CEO of AccessBank — Armando Massimiliano Sirolla

Massi's career in microfinance has spanned Europe, Asia and Africa, where he is currently CEO of AccessBank in Dar es Salaam, Tanzania. Learn more about his experience of moving to Africa

After completing his MA International Studies and Diplomacy from SOAS, University of London, Massi moved to Madagascar and has moved around the continent ever since.

Who are AccessBank?

AccessBank is a commercial bank in Tanzania, targeting micro and small and medium enterprises (SMEs), mainly on the assets side (loans) while reaching out to the mass market on the liabilities side (deposits). The bank is a catalyst for socio-economic development in the local financial industry, while targeting the backbone of the informal economy.

What's a typical day like?

I have the privilege of leading the bank as CEO, while shaping and implementing its overall strategy. A typical day includes several meetings with different teams from the various departments. At least 3 hours per day are dedicated to emails, while the rest of the day revolves around visiting and/or receiving stakeholders and clients.

How long have you worked in Africa, and in which countries?

I have been living and working in Africa since 2006. My first role was in Madagascar where I worked for about four years, then South Africa for about three years, Zambia for about five years, and I've now been living in Tanzania since September 2018. I've also worked on short-term missions in Uganda, Nigeria, Democratic Republic of the Congo (DRC), Cameroon and Mozambique.

Have you experienced variety from country to country?

Absolutely. Each country has offered a very different experience in terms of languages, culture, food, work environments and people in general. It's exactly what makes Africa so diverse, rich and exciting.

What's the most enjoyable aspect of your work?

I definitely enjoy the sense of accomplishment I feel from starting up some of the financial institutions from scratch, or developing the organisation to a level of sustainability and critical mass.

More generally, I've enjoyed helping colleagues developing amazing careers in their own country, and sometimes internationally. This keeps you going, despite setbacks you might face.

What have been some of the difficulties?

Being an outsider you need to adapt to any situation, whether this means being prepared for extreme environments, such as working through a coup d’état in Madagascar, or being ready to travel for ten hours by car to reach the next branch or destination along rough roads.

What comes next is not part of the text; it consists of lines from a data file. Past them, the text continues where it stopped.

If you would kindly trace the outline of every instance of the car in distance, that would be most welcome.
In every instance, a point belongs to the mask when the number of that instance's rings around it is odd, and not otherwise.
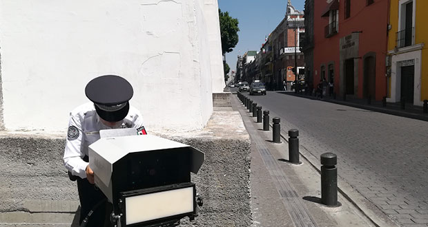
[[[240,84],[240,88],[238,89],[240,91],[248,91],[250,87],[249,86],[248,82],[241,82]]]
[[[266,96],[266,87],[262,82],[253,82],[250,86],[250,96],[260,94]]]

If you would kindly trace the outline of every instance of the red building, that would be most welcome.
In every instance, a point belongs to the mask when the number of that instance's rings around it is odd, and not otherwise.
[[[313,1],[313,84],[343,97],[387,96],[389,0]]]

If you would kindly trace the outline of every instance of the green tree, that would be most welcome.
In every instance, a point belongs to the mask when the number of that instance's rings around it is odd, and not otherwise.
[[[228,74],[231,71],[231,67],[226,62],[223,63],[223,69],[224,70],[224,82],[226,82],[229,78]]]
[[[240,28],[237,19],[232,18],[229,16],[228,12],[222,12],[218,10],[219,17],[220,19],[220,33],[222,36],[222,53],[223,54],[223,61],[226,61],[226,53],[231,52],[233,47],[237,44],[239,37],[237,32]]]

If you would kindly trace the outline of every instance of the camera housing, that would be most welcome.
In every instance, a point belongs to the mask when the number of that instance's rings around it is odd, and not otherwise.
[[[177,142],[135,129],[101,130],[89,146],[95,184],[113,205],[121,226],[168,226],[197,215],[191,172],[197,173],[205,155]],[[169,225],[171,226],[173,225]]]

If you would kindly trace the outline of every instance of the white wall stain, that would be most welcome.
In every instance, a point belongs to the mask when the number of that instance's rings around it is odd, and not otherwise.
[[[221,45],[210,46],[204,16],[218,8],[202,2],[0,1],[6,129],[65,130],[69,111],[88,101],[87,83],[104,74],[131,83],[131,105],[148,129],[203,127],[213,77],[223,76],[213,74],[211,52]]]

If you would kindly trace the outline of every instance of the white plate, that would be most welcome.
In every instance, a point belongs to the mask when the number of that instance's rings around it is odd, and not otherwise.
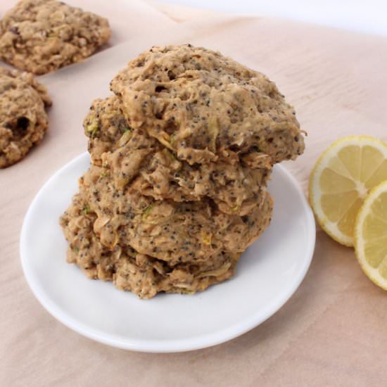
[[[59,216],[89,167],[84,153],[57,172],[24,220],[20,255],[27,281],[42,305],[74,331],[105,344],[144,352],[214,345],[256,326],[294,293],[315,247],[313,215],[297,183],[276,166],[269,184],[272,224],[243,254],[235,277],[195,295],[159,294],[141,300],[110,282],[88,279],[66,263]]]

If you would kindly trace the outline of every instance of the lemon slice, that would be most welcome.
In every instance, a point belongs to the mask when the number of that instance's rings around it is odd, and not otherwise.
[[[387,182],[372,189],[359,211],[355,249],[367,277],[387,290]]]
[[[355,220],[370,189],[387,180],[387,144],[369,136],[349,136],[322,153],[309,180],[309,200],[322,228],[353,246]]]

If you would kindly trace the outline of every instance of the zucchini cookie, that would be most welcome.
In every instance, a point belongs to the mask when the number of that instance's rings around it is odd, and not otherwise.
[[[40,75],[83,61],[108,42],[108,21],[56,0],[22,0],[0,22],[0,57]]]
[[[140,54],[110,88],[84,120],[68,262],[141,298],[231,277],[270,223],[274,164],[303,152],[293,108],[262,74],[191,45]]]
[[[0,168],[21,160],[48,128],[51,99],[32,74],[0,68]]]

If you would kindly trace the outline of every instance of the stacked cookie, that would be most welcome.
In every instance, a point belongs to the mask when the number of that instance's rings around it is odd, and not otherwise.
[[[272,165],[303,151],[293,108],[263,75],[190,45],[153,48],[110,87],[84,122],[68,261],[144,298],[229,278],[269,223]]]

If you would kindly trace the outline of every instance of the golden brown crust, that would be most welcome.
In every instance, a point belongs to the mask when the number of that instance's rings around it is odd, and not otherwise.
[[[293,108],[265,75],[186,45],[141,54],[111,89],[84,121],[68,261],[142,298],[232,277],[270,222],[273,164],[303,151]]]
[[[217,52],[153,47],[118,73],[111,89],[132,127],[144,127],[189,164],[257,149],[274,163],[303,152],[294,110],[276,85]]]
[[[0,25],[1,58],[34,74],[83,61],[111,34],[104,18],[56,0],[22,0]]]
[[[0,168],[21,160],[48,128],[46,88],[32,74],[0,68]]]

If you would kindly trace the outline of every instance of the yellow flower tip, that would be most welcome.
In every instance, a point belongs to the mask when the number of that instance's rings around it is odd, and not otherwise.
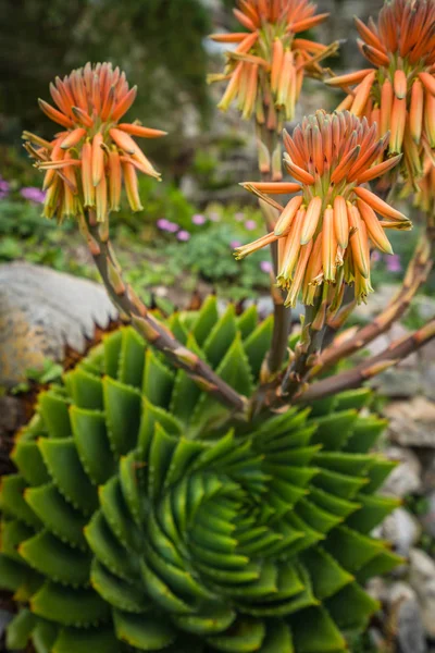
[[[388,151],[406,152],[400,171],[412,192],[422,176],[425,147],[435,147],[435,3],[391,0],[377,24],[359,19],[356,23],[360,50],[375,74],[369,93],[366,76],[349,79],[349,86],[357,86],[346,107],[370,124],[377,122],[381,134],[390,132]],[[348,93],[349,86],[343,78],[341,88]]]
[[[211,35],[212,40],[236,44],[227,52],[223,75],[210,75],[208,83],[228,81],[219,108],[226,111],[233,101],[244,119],[256,112],[259,124],[281,130],[283,119],[293,120],[304,75],[322,72],[320,61],[337,46],[322,46],[295,34],[310,29],[328,14],[312,15],[309,0],[241,0],[234,10],[248,32]],[[272,99],[272,101],[271,101]],[[268,115],[263,107],[269,108]]]

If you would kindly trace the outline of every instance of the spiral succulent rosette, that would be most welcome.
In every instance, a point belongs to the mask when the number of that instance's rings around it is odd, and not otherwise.
[[[215,299],[171,328],[239,392],[271,340]],[[338,653],[399,562],[369,533],[397,502],[369,453],[384,421],[344,393],[256,423],[228,414],[129,328],[39,396],[1,488],[9,650]]]

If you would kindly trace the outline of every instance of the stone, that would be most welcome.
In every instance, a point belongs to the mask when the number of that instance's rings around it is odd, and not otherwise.
[[[435,490],[426,495],[427,510],[421,515],[420,522],[424,531],[435,538]]]
[[[420,494],[422,465],[415,454],[409,448],[398,446],[390,446],[384,453],[389,460],[397,460],[398,466],[391,471],[381,492],[399,498],[408,494]]]
[[[409,559],[409,582],[419,597],[424,629],[435,639],[435,562],[420,549],[412,549]]]
[[[435,448],[435,403],[419,396],[410,402],[391,402],[383,412],[389,420],[391,442]]]
[[[418,519],[401,507],[388,515],[381,527],[382,539],[390,542],[403,557],[408,557],[410,549],[419,541],[421,531]]]
[[[96,282],[25,262],[0,266],[0,385],[16,385],[46,358],[63,360],[66,344],[83,353],[96,325],[116,316]]]

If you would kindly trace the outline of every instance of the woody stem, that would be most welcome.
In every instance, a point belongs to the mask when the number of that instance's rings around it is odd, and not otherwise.
[[[105,223],[98,224],[95,212],[89,210],[80,221],[80,231],[123,321],[130,323],[141,337],[162,352],[175,367],[185,370],[201,390],[209,392],[234,412],[245,414],[246,397],[227,385],[199,356],[179,343],[170,329],[151,315],[132,286],[124,282]]]
[[[384,349],[384,352],[364,360],[352,370],[313,383],[306,392],[302,392],[299,396],[295,397],[295,403],[310,403],[345,390],[360,387],[369,379],[372,379],[389,367],[396,366],[403,358],[418,352],[433,338],[435,338],[435,320],[431,320],[422,329],[415,331],[408,337],[395,341],[389,347]]]
[[[372,322],[362,329],[359,329],[349,340],[345,340],[344,342],[338,341],[338,343],[333,342],[321,355],[316,370],[323,372],[326,368],[336,365],[343,358],[351,356],[359,349],[365,347],[378,335],[388,331],[393,323],[405,313],[421,285],[427,280],[432,263],[431,245],[428,238],[423,237],[408,266],[399,292],[385,310],[383,310]],[[341,323],[343,321],[338,320],[336,328],[338,329]],[[334,325],[331,326],[334,328]]]

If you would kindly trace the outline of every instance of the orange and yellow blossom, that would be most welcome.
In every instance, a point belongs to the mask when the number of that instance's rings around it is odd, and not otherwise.
[[[337,110],[377,122],[381,135],[389,131],[388,152],[403,152],[401,170],[415,188],[424,157],[435,162],[435,0],[393,0],[377,25],[356,22],[359,48],[375,67],[326,83],[348,93]]]
[[[400,155],[375,164],[387,141],[366,119],[318,111],[293,136],[284,132],[284,165],[296,183],[244,184],[279,218],[273,232],[238,247],[235,256],[277,242],[277,285],[288,291],[287,306],[295,306],[300,292],[312,305],[323,286],[328,304],[339,307],[345,284],[353,284],[357,300],[364,301],[372,291],[371,245],[393,254],[385,229],[411,229],[408,218],[364,186],[399,162]],[[270,197],[296,193],[285,207]]]
[[[224,74],[209,76],[228,81],[221,109],[237,99],[245,119],[254,113],[260,125],[281,133],[283,121],[294,119],[304,75],[322,77],[319,61],[338,48],[296,38],[328,16],[315,15],[315,9],[308,0],[238,0],[234,14],[248,32],[211,36],[237,45],[226,53]]]
[[[133,211],[142,209],[136,171],[160,178],[133,136],[158,138],[165,132],[121,123],[136,98],[125,73],[111,63],[87,63],[50,84],[57,107],[39,100],[42,111],[63,131],[50,143],[24,132],[25,147],[36,168],[46,172],[44,214],[75,218],[94,209],[104,222],[120,210],[122,183]]]

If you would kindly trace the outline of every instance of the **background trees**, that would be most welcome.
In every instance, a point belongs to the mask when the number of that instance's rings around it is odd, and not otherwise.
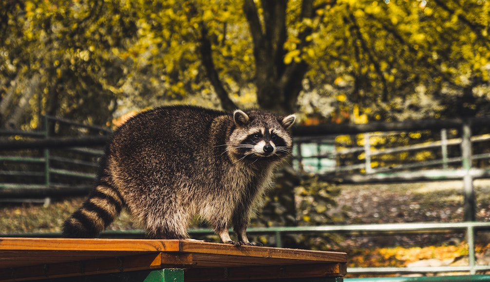
[[[365,122],[485,114],[489,4],[0,2],[0,124],[175,101]]]

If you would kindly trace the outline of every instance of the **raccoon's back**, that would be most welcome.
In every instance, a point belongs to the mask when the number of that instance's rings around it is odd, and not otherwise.
[[[216,133],[211,128],[214,121],[223,114],[175,106],[135,116],[114,133],[109,145],[109,169],[135,189],[169,186],[178,177],[202,175],[210,163],[220,162],[213,158],[215,146],[210,139]],[[124,186],[121,188],[126,189]]]
[[[118,146],[122,145],[130,153],[148,147],[193,147],[209,139],[211,124],[223,114],[189,106],[156,108],[137,115],[123,124],[115,132],[111,146],[118,150]]]

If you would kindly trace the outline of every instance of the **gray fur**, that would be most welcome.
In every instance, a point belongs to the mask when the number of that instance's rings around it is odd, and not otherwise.
[[[151,237],[185,238],[196,216],[224,242],[231,221],[240,244],[273,169],[291,154],[295,117],[256,110],[233,113],[189,106],[130,119],[108,144],[96,188],[65,222],[68,237],[92,237],[122,207]]]

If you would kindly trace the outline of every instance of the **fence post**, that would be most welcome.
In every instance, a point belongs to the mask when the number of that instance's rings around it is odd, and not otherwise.
[[[49,128],[48,125],[48,116],[43,116],[43,127],[44,129],[44,138],[49,137]],[[47,148],[44,149],[44,170],[46,178],[46,187],[49,187],[51,184],[49,179],[49,150]]]
[[[475,202],[475,191],[473,188],[473,177],[471,169],[471,128],[468,120],[463,125],[462,141],[461,142],[461,156],[463,169],[465,171],[463,177],[463,191],[465,194],[465,221],[474,221]]]
[[[447,169],[447,129],[441,129],[441,150],[442,156],[442,168]]]
[[[371,144],[369,144],[369,141],[370,137],[369,132],[364,133],[364,154],[366,155],[366,174],[372,172],[372,169],[371,168]]]

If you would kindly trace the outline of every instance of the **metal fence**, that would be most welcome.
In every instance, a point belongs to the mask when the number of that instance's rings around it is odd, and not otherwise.
[[[41,132],[0,131],[0,199],[85,194],[90,189],[97,160],[103,153],[102,144],[110,131],[51,117],[46,117]],[[78,137],[61,136],[62,125],[71,128],[71,136]],[[488,125],[490,119],[472,119],[298,127],[294,130],[296,145],[293,165],[300,174],[314,173],[320,179],[343,183],[461,179],[464,184],[463,222],[251,228],[249,231],[273,234],[278,246],[282,246],[285,234],[295,233],[462,232],[468,243],[466,266],[355,268],[348,272],[464,271],[474,274],[490,271],[490,266],[477,265],[475,260],[476,233],[490,230],[490,223],[474,221],[476,198],[472,185],[474,179],[490,178]],[[57,130],[57,135],[49,134],[49,128]],[[190,231],[191,234],[203,232],[212,231]]]
[[[110,132],[50,116],[38,131],[0,130],[0,202],[87,194]]]

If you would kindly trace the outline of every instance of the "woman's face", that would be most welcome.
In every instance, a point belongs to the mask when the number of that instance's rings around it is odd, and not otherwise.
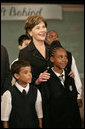
[[[34,26],[33,29],[29,32],[33,40],[44,41],[46,38],[47,28],[44,22],[39,23]]]

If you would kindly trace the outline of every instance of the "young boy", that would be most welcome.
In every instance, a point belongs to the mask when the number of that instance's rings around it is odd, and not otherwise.
[[[15,61],[11,66],[11,73],[16,83],[2,96],[3,127],[42,128],[42,98],[39,90],[30,84],[32,74],[29,62]]]
[[[46,43],[48,45],[51,45],[52,42],[55,42],[55,40],[60,41],[59,35],[55,30],[50,30],[47,32],[47,37],[46,37]],[[61,45],[61,44],[60,44]],[[75,85],[78,91],[78,96],[77,96],[77,102],[79,105],[79,108],[82,107],[83,102],[82,102],[82,82],[79,76],[79,72],[76,66],[76,61],[74,56],[71,54],[71,52],[67,51],[68,55],[68,64],[67,64],[67,69],[68,71],[71,72],[69,73],[70,76],[72,76],[72,73],[74,74],[74,81]]]
[[[48,70],[50,79],[41,87],[41,92],[45,96],[43,101],[48,109],[47,115],[45,114],[47,118],[45,125],[47,128],[80,128],[78,92],[73,78],[65,70],[68,62],[66,50],[56,43],[51,44],[50,61],[53,63],[53,67]],[[44,88],[46,92],[43,92]],[[43,115],[44,113],[46,112],[43,112]]]

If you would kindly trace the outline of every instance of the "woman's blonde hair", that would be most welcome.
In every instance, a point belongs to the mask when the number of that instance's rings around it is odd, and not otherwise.
[[[38,25],[40,22],[44,22],[45,26],[47,27],[47,22],[45,21],[45,19],[39,15],[32,15],[29,16],[27,18],[27,20],[25,21],[25,30],[26,33],[28,31],[31,31],[33,29],[34,26]]]

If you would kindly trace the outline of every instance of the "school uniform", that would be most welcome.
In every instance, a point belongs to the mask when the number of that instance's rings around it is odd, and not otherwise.
[[[22,94],[22,90],[26,94]],[[37,108],[36,108],[37,107]],[[32,85],[26,88],[18,83],[3,94],[1,119],[8,121],[9,128],[39,128],[42,118],[42,100],[39,90]]]
[[[49,46],[47,44],[45,44],[45,46],[46,58],[41,55],[33,42],[19,53],[19,60],[27,60],[30,63],[32,67],[33,81],[35,81],[39,74],[44,72],[49,66]]]
[[[79,128],[81,127],[81,118],[77,104],[78,92],[73,78],[64,72],[64,83],[58,77],[59,75],[48,70],[51,74],[50,79],[42,83],[41,93],[43,94],[44,105],[46,109],[46,128]],[[44,92],[45,90],[46,92]],[[46,99],[45,99],[46,98]],[[47,113],[46,113],[47,112]]]

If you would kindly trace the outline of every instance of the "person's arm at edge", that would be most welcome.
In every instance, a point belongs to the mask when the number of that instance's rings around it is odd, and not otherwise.
[[[77,102],[78,102],[79,107],[82,107],[82,96],[81,96],[82,95],[82,83],[81,83],[79,72],[78,72],[76,62],[75,62],[75,59],[73,56],[72,56],[71,70],[74,73],[75,85],[76,85],[77,91],[79,93],[78,97],[77,97]]]

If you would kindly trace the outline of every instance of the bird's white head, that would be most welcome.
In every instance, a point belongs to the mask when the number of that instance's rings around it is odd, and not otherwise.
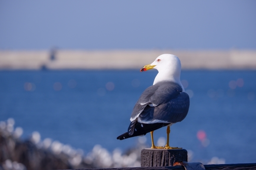
[[[162,54],[156,58],[151,64],[143,67],[140,71],[152,69],[156,69],[158,71],[153,85],[163,81],[172,81],[180,85],[184,91],[180,82],[181,64],[177,56],[172,54]]]

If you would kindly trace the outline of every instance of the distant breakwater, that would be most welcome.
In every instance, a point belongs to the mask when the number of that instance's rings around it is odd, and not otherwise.
[[[184,69],[256,69],[255,50],[52,49],[0,51],[0,69],[139,69],[163,53],[178,56]]]

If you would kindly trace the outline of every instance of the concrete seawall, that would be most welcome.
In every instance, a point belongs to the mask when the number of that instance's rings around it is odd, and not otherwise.
[[[0,69],[139,69],[166,53],[182,69],[256,69],[256,51],[245,50],[0,51]]]

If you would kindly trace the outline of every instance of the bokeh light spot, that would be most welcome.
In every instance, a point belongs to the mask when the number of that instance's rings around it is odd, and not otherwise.
[[[60,82],[56,82],[53,85],[53,89],[56,91],[59,91],[62,88],[62,85]]]
[[[204,131],[201,130],[197,132],[196,136],[199,140],[202,141],[203,140],[206,138],[206,134]]]
[[[112,91],[115,88],[115,85],[113,82],[109,82],[106,84],[106,88],[109,91]]]

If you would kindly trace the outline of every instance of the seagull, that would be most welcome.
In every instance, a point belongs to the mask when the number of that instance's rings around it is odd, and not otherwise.
[[[135,104],[127,132],[118,136],[117,139],[122,140],[144,136],[150,132],[151,148],[181,149],[170,147],[169,145],[170,127],[182,121],[187,115],[189,108],[189,97],[185,92],[180,82],[180,61],[174,55],[162,54],[151,64],[143,67],[140,71],[152,69],[158,71],[153,85],[145,90]],[[154,142],[154,131],[166,126],[166,144],[164,147],[156,146]]]

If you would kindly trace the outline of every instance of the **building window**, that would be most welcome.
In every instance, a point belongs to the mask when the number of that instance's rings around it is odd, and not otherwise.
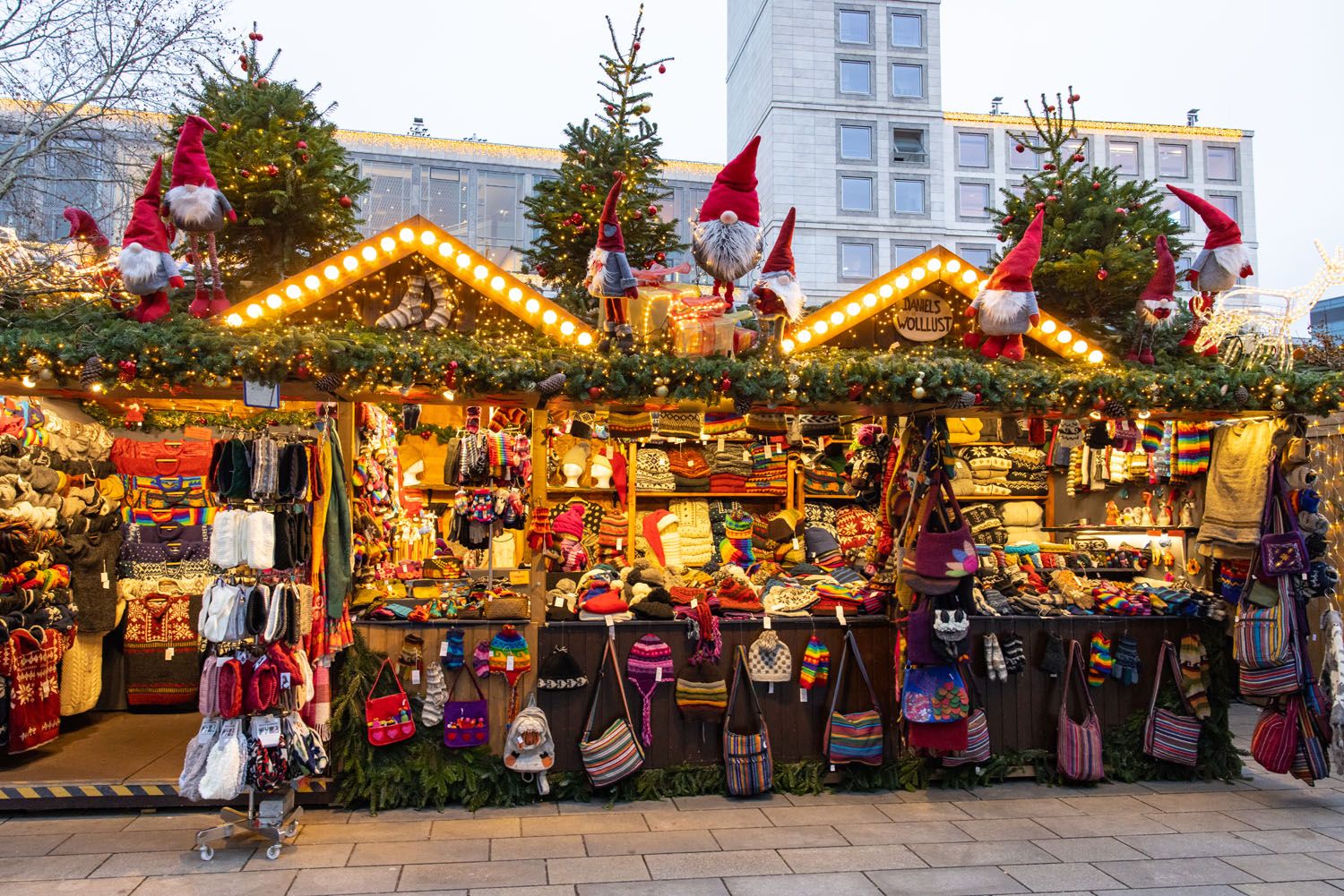
[[[863,59],[841,59],[840,93],[872,95],[872,63]]]
[[[923,97],[923,66],[891,64],[892,97]]]
[[[923,47],[923,16],[909,12],[891,13],[891,46]]]
[[[891,161],[929,161],[923,146],[923,132],[913,128],[894,128],[891,130]]]
[[[1121,175],[1138,175],[1138,144],[1111,140],[1106,144],[1106,164]]]
[[[872,243],[840,243],[840,275],[872,279]]]
[[[1210,180],[1236,180],[1235,146],[1208,146],[1204,153],[1204,173]]]
[[[989,134],[957,133],[957,165],[962,168],[989,167]]]
[[[1157,144],[1157,173],[1163,177],[1189,177],[1185,144]]]
[[[872,43],[872,15],[863,9],[841,9],[840,43]]]
[[[957,184],[957,216],[988,218],[989,184]]]
[[[923,215],[923,181],[910,177],[891,181],[891,210],[898,215]]]
[[[872,177],[840,176],[840,210],[872,211]]]
[[[840,157],[872,160],[872,128],[840,125]]]

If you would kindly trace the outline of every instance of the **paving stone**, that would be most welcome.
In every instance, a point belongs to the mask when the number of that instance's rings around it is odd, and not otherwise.
[[[491,861],[509,858],[575,858],[587,856],[583,837],[501,837],[491,841]]]
[[[1097,868],[1128,887],[1203,887],[1254,884],[1254,877],[1218,858],[1152,858],[1141,862],[1097,862]]]
[[[767,830],[777,830],[769,827]],[[827,829],[829,830],[829,827]],[[839,837],[840,834],[836,834]],[[655,853],[718,852],[719,842],[707,830],[648,830],[621,834],[585,834],[589,856],[645,856]],[[1344,844],[1340,844],[1344,846]]]
[[[531,887],[546,884],[546,862],[540,858],[511,862],[450,862],[446,865],[406,865],[398,891],[473,889],[476,887]]]
[[[863,827],[864,825],[857,825]],[[849,841],[835,827],[798,825],[796,827],[727,827],[710,832],[720,849],[796,849],[804,846],[848,846]]]
[[[778,853],[794,875],[925,868],[925,864],[905,846],[814,846],[780,849]]]
[[[1125,888],[1118,880],[1087,862],[1004,865],[1003,870],[1034,893]]]
[[[294,877],[286,896],[336,896],[337,893],[390,893],[396,889],[399,865],[380,868],[305,868]]]
[[[1267,884],[1289,880],[1331,880],[1340,869],[1302,853],[1278,856],[1223,856],[1223,861],[1255,875]]]
[[[552,884],[602,884],[614,880],[648,880],[644,856],[548,858],[546,873]]]
[[[1025,887],[997,868],[934,868],[921,870],[872,870],[868,880],[886,896],[982,896],[1025,893]]]
[[[732,896],[818,896],[818,893],[882,896],[882,891],[859,872],[728,877],[723,883]]]
[[[645,856],[649,875],[655,880],[677,877],[751,877],[757,875],[788,875],[789,866],[769,849],[734,849],[722,853],[689,853],[687,856]]]
[[[1064,862],[1077,861],[1124,861],[1126,858],[1148,858],[1133,846],[1114,837],[1068,837],[1063,840],[1038,840],[1036,845]]]

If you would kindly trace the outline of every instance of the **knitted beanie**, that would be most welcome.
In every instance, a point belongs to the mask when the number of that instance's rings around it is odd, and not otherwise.
[[[671,682],[675,672],[672,647],[657,635],[646,634],[630,645],[630,656],[625,660],[625,677],[644,697],[644,724],[640,736],[645,747],[653,743],[653,729],[649,724],[653,692],[660,684]]]
[[[824,685],[831,674],[831,650],[817,635],[808,638],[802,652],[802,668],[798,670],[798,686],[812,690],[813,685]]]

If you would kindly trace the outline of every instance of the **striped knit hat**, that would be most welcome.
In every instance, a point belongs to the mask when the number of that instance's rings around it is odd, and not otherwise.
[[[802,652],[802,666],[798,670],[798,686],[812,690],[812,685],[824,685],[831,674],[831,650],[817,635],[808,638]]]
[[[630,645],[630,656],[625,658],[625,677],[644,697],[644,724],[640,736],[645,747],[653,744],[653,729],[649,725],[653,692],[660,684],[671,682],[675,673],[672,647],[667,646],[656,634],[646,634]]]

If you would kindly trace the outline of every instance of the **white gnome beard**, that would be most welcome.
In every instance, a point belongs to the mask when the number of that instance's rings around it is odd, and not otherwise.
[[[743,220],[691,224],[691,255],[714,279],[731,283],[761,261],[761,228]]]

Has your time at SOAS helped you with the work you're currently doing?

My economist background focused on the economic relationship between Europe and Africa, and the arguments in my dissertation (GATT Regulations within EU and ACP States on the Banana Trade War in the late 1990s, available from SOAS Library) are still valid today.

What are your plans for the future?

Hopefully, I'd like to be part of the digital finance revolution which is ongoing in Africa, especially in Eastern Africa (where we're leaders) and contribute to the financial inclusion of this growing continent, full of young and promising people and entrepreneurs.